グローバル企業で働く人材に求められるスペック点検 あなたは日本を出ても活躍できるか(2/4 ページ)

» 2011年01月06日 08時00分 公開
[山本利彦,ITmedia]

 この発表に関して、さすが先進的な企業の戦略的な決定であると好意的にみる意見と急にそんなことを決定しても現場社員がついていかないだろうと批判的な意見もあり、賛否両論でした。この決定が吉と出るか、凶と出るのかは、数年後にならないと分からないかもしれません。

 日本企業にあっては先進的な両社の取り組みですが、たとえ欧州系の企業であってもMultinational Companyと呼ばれる大手のグローバル企業では既にかなり前から社内公用語は英語であることは普通のことなのです。わたしのかつての日本人上司は米国の大手グローバル企業で20年以上勤務した経験の持ち主で、彼は若いころ(つまり20年も前の話です)米国本社の実施する英語研修に半年間も参加したといっておりました。

 米国企業はグローバル化の進展が早かっただけに、人材教育も日本の大手企業より一歩も二歩も進んでいたことの証左といえます。余談ですが、米企業はグローバルな時代であっても自国の社員に英語教育を施す必要がありません。それは競争上大変有利なことと感じるのは日本人のやっかみでしょうか。

 一方、日本経済が失われた20年と言われるほど長期低迷期に入り、日本が普通の老大国になる中、株主からリターンを求められる日本の各企業はBRICs、VISTA(ベトナム、インドネシア、南アフリカ、トルコ、アルゼンチン)などの海外市場でのビジネス展開にリソースを配分することが有力な戦略オプションであることは、今さら論を待たないでしょう。

 このような状況下、日本の各企業は自動車、バイク、エレクトロニクスなどの大手メーカーが日本経済の勃興とともに大きく成長するのに伴い、貪欲にさらなる成長の機会を米国など海外市場に求めた第一のグローバルステージを経験しました。

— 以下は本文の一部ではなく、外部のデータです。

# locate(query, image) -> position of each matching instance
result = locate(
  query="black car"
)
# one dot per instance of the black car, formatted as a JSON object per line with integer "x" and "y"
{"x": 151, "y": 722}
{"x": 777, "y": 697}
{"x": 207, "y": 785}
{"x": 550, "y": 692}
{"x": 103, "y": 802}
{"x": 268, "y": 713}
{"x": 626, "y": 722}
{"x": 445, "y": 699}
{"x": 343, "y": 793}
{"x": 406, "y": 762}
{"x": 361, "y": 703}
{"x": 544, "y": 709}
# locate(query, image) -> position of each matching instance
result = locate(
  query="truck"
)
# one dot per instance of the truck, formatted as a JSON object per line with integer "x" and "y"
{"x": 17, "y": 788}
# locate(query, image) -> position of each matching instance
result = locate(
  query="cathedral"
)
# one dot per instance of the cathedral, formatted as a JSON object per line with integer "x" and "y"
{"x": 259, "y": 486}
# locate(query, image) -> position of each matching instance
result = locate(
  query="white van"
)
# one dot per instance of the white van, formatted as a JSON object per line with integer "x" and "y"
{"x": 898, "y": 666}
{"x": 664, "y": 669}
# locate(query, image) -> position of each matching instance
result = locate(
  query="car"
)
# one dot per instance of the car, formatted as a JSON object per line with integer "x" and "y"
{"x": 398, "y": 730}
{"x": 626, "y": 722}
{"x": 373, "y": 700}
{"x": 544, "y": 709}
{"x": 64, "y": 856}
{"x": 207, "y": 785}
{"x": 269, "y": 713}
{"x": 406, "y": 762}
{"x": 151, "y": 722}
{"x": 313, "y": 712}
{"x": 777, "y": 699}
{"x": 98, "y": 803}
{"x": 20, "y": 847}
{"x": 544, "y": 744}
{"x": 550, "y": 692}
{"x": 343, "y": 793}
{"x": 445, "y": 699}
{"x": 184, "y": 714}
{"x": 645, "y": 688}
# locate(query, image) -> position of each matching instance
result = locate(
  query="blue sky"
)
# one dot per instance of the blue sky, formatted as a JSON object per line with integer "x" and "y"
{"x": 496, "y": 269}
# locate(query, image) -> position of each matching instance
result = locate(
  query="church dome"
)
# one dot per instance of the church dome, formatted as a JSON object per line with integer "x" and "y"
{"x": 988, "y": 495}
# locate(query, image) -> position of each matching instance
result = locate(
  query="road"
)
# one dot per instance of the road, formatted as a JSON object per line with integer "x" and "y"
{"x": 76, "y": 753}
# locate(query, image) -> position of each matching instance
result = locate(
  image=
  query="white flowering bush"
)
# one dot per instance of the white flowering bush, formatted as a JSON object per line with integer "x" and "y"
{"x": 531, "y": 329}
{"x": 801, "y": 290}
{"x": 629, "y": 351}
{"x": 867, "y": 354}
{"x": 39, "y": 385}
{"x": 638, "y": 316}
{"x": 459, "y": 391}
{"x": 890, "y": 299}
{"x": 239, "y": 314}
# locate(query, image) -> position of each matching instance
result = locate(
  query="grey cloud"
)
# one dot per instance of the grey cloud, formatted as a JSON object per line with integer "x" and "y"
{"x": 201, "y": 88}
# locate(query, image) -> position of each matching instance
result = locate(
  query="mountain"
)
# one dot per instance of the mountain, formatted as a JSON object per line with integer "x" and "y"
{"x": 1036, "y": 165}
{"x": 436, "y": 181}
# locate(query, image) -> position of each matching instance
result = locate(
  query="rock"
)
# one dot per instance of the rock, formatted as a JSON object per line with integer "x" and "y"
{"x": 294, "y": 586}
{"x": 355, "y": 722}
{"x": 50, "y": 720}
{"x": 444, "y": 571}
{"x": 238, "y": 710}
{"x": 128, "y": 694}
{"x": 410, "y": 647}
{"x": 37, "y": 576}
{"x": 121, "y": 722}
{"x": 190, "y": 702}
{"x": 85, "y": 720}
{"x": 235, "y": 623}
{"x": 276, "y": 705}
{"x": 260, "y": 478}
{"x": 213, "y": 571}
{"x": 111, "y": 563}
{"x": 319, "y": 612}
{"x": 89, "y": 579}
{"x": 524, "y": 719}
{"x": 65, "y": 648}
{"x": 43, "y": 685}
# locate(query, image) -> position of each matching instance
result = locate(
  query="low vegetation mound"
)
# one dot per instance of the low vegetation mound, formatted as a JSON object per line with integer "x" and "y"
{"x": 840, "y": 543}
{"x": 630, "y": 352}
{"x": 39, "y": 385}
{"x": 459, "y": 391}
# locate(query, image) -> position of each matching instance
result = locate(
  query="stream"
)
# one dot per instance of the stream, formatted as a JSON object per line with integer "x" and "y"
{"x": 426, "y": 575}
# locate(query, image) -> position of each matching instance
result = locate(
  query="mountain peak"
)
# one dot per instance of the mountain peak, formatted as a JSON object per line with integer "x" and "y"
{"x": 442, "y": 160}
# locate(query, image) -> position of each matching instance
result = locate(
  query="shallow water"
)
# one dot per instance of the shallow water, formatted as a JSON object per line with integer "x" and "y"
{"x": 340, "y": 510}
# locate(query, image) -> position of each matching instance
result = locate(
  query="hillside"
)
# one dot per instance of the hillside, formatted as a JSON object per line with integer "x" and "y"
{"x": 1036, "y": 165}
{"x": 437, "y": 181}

 そして今、日本経済はかつての勢いを取り戻すことが現実的には大変難しい長期低迷時代を迎えています。背水の陣ともいえる第二のグローバルステージを迎えていると思われます。

 第1回目の今回は、グローバル化を語る上でどうしても避けて通れない「言葉」つまり「英語」についてもう少し議論してみましょう。

 わたしは日本人の英語力はどの程度なのか何冊か書籍を読み調べてみました。英語を母国語としない学生が、米国の大学あるいはMBAなど大学院の入学試験をうける際に必ずといっていいほど求められるTOEFLの成績(2005年-2006年)では日本人の成績は、なんとアジアで最下位の24位であることが判明しました。北朝鮮と最下位を争う状況なのです。上位国とはスコア中央値でもかなりの開きがあります。僅差でもなんでもありません。

 ちなみアジアトップはシンガポール、2位はパキスタン、3位はフィリピンです。我が国の直接的なライバルともいえる韓国は9位、中国は13位です。これはさすがにまずいですね。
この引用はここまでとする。